La population anglaise de l'ère élisabéthaine a gardé le souvenir de la bataille telle qu'elle a été mise en scène par Shakespeare, et son image de charnier où de nombreux Anglais ont été massacrés est demeurée pendant des siècles. Néanmoins, au début du XXIe siècle, la « plus sanglante bataille à avoir jamais été livrée sur le sol anglais » s'est effacée de la conscience collective. Plusieurs journalistes britanniques se sont lamentés du fait que la plupart des gens ignorent tout de la bataille de Towton et de sa signification,,. Selon l'English Heritage, la bataille a été de « la plus haute importance », ayant été l'une des plus grandes, si ce n'est la plus grande, à s'être déroulée en Angleterre et ayant eu pour conséquence le remplacement d'une dynastie royale par une autre. Le chiffre fréquemment cité de 28 000 victimes de la bataille équivaut à environ 1 % de la population anglaise de l'époque, et fait de cette journée la plus sanglante de l'histoire de l'Angleterre.

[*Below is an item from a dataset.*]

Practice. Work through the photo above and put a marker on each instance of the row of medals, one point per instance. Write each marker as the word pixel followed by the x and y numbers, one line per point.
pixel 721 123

La bataille est associée à une tradition qui a perduré pendant des siècles dans le village de Tysoe, dans le Warwickshire. À chaque anniversaire de la bataille, les villageois nettoyaient la colline du Vale of the Red Horse pour y exposer le géoglyphe d'un cheval taillé dans l'argile rouge qui a donné son nom au lieu. Ils prétendaient accomplir cela pour honorer la mémoire de Richard Neville et la résolution de se battre aux côtés de ses hommes qu'il avait montrée en tuant son cheval. Mary Dormer Harris, une historienne locale, pense que les villageois ont modifié le cheval rouge originel, qui datait de la préhistoire, afin de le faire ressembler à un cheval médiéval. La tradition a pris fin en 1798 quand le mouvement des enclosures a transformé le terrain communal sur lequel le géoglyphe était situé, en propriété privée,. Ce nettoyage a été brièvement remis en vogue au début du XXe siècle avant de s'arrêter à nouveau,. La Towton Battlefield Society est une organisation créée pour s'occuper de la préservation du champ de bataille et promouvoir le souvenir de l'engagement auprès du public. Elle organise également annuellement une reconstitution de la bataille, pour le dimanche des Rameaux.